From the perspective of the DBA teams, they understandingly like to perform
maintenance during the working day whenever possible, to avoid late night and
weekend work.
Issues:

Outages are occurring during the day and impacting development schedules

Planning for downtime in off hours means IT staff must work on nights and
weekends.
Recommendation – Perform Rolling Upgrades
One of the prominent causes of system down time has traditionally been hardware
and software upgrades. As customers rely more and more on the IT infrastructure to
power their “always on” business, the concept of the “offline maintenance window”
is gradually becoming a thing of the past. Today, customers need IT vendors to
provide capabilities to perform such routine maintenance tasks without causing any
business interruption. As the technology leader, Oracle Database 10g contains the
most comprehensive set of features that enable customers to achieve this objective.
We will now present an overview of those features that allow customers to perform
software upgrades with little or no downtime.
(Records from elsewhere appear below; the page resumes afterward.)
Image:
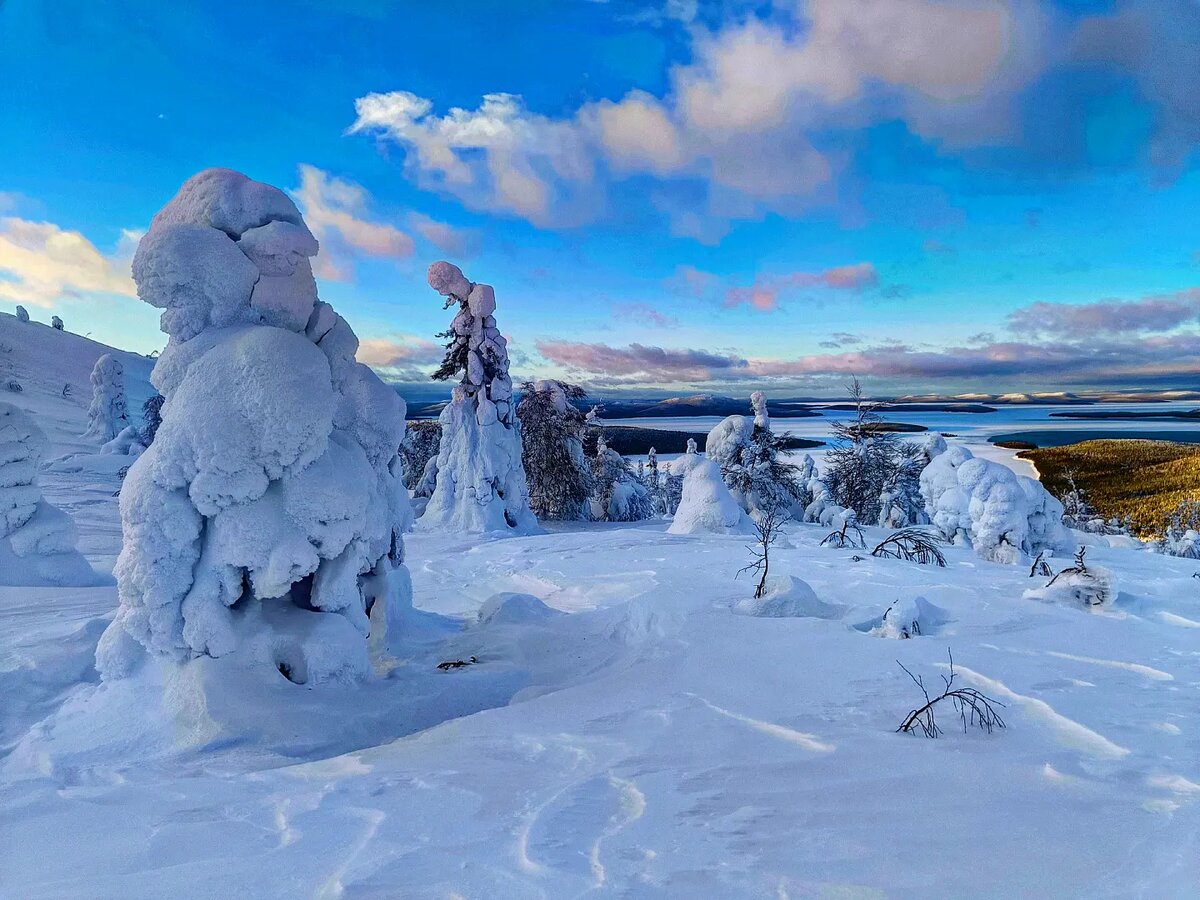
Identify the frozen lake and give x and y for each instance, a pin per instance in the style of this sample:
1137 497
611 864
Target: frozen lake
976 430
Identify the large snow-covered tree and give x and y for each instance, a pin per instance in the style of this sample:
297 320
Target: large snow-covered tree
480 478
37 541
265 521
552 429
106 414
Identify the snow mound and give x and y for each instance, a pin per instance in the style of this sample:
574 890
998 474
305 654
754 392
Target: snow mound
707 504
787 597
264 523
987 505
509 609
1089 588
37 541
909 617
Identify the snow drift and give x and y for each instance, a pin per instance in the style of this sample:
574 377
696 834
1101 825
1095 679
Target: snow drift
37 541
265 520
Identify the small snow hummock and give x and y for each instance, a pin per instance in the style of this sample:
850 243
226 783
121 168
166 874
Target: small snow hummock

Let’s examine the various types of software management operations typically
performed in an Oracle environment:
 One off patches
 Critical Patch Updates (CPUs)
 Patchsets
 Release and Version Upgrades
 Operating System Updates
 Application Updates
Each of these scenarios is described in detail in the following sections.
One off patches
One-off patches are generally issued in response to critical bugs encountered by the
customers that need to be fixed immediately and cannot wait until the release of the
next patchset. The decision regarding when and whether to release a one-off patch is
made by Oracle Worldwide Support and Defects and Diagnostic Resolution (DDR)
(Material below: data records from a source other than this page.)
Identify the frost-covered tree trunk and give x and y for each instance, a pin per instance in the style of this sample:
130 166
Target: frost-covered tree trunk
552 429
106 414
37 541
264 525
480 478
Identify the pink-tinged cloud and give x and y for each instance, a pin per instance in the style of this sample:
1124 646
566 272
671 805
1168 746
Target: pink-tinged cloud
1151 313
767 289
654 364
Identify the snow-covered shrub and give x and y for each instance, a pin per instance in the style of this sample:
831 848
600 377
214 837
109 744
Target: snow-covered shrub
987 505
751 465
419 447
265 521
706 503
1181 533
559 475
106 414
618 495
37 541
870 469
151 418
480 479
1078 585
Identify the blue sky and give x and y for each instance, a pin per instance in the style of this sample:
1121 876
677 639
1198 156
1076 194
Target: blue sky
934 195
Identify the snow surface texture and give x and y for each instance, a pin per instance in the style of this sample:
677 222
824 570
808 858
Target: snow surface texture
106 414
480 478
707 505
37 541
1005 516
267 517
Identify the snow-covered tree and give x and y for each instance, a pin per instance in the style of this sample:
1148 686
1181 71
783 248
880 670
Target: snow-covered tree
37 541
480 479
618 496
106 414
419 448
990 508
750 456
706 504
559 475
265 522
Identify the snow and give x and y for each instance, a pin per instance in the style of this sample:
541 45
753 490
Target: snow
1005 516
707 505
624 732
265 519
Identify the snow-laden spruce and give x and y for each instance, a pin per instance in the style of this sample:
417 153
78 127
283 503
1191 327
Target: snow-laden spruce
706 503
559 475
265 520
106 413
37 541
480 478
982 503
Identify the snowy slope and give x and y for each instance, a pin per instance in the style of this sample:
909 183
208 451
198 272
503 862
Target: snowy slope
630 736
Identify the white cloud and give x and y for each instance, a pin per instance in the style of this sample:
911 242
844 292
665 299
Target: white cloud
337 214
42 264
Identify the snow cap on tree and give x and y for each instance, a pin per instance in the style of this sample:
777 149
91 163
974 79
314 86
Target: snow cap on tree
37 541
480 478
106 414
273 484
group within Server Technologies based on set of pre-defined criteria, such as:

The bug must have a significant impact on customer’s ability to conduct
normal business

The bug leads to issues such as database hangs, crashes, or data corruption
and must be fixed immediately
Each one-off patch is identified by a patch number (e.g. 3574504). Installing one-off
14
IU and Oracle Confidential
patches does not change the version of the installed Oracle software. For example,
even after applying patch number 3574504 on top of the version 10.1.0.3 of the Oracle
database software, the version of the updated software will continue to be 10.1.0.3.
However, a list of the installed one-off fixes is maintained in the Oracle install
inventory and can be queried if desired.
Installing one-off patches has traditionally required the database to be shutdown.
However, starting with the version 9.2.0.2, certain one-off patches can be applied
across Real Application Clusters (RAC) instances in a “rolling” fashion, provided
each instance uses a local installation of the Oracle software (i.e. the instances do not
share Oracle Home). The word “rolling” signifies that the patch can be installed on
each instance, one at a time, without requiring other instances to go down. This
allows the database to be accessible during the patch application process. However, it
is important to note that the instance on which the patch is being applied must be
brought down.
Another important point to remember is that not all one-off patches today are rolling
updateable. The patches that modify common data structures, inter-instance
messages, or database metadata (e.g. views, stored procedures, or any other on-disk
structure) cannot be applied in a rolling fashion. Consequently, patches that can be
applied in a rolling fashion are clearly labeled that way (on MetaLink and in the
readme.txt file). Customers can also use the OPATCH utility to determine if a given
one off patch is rolling updateable or not.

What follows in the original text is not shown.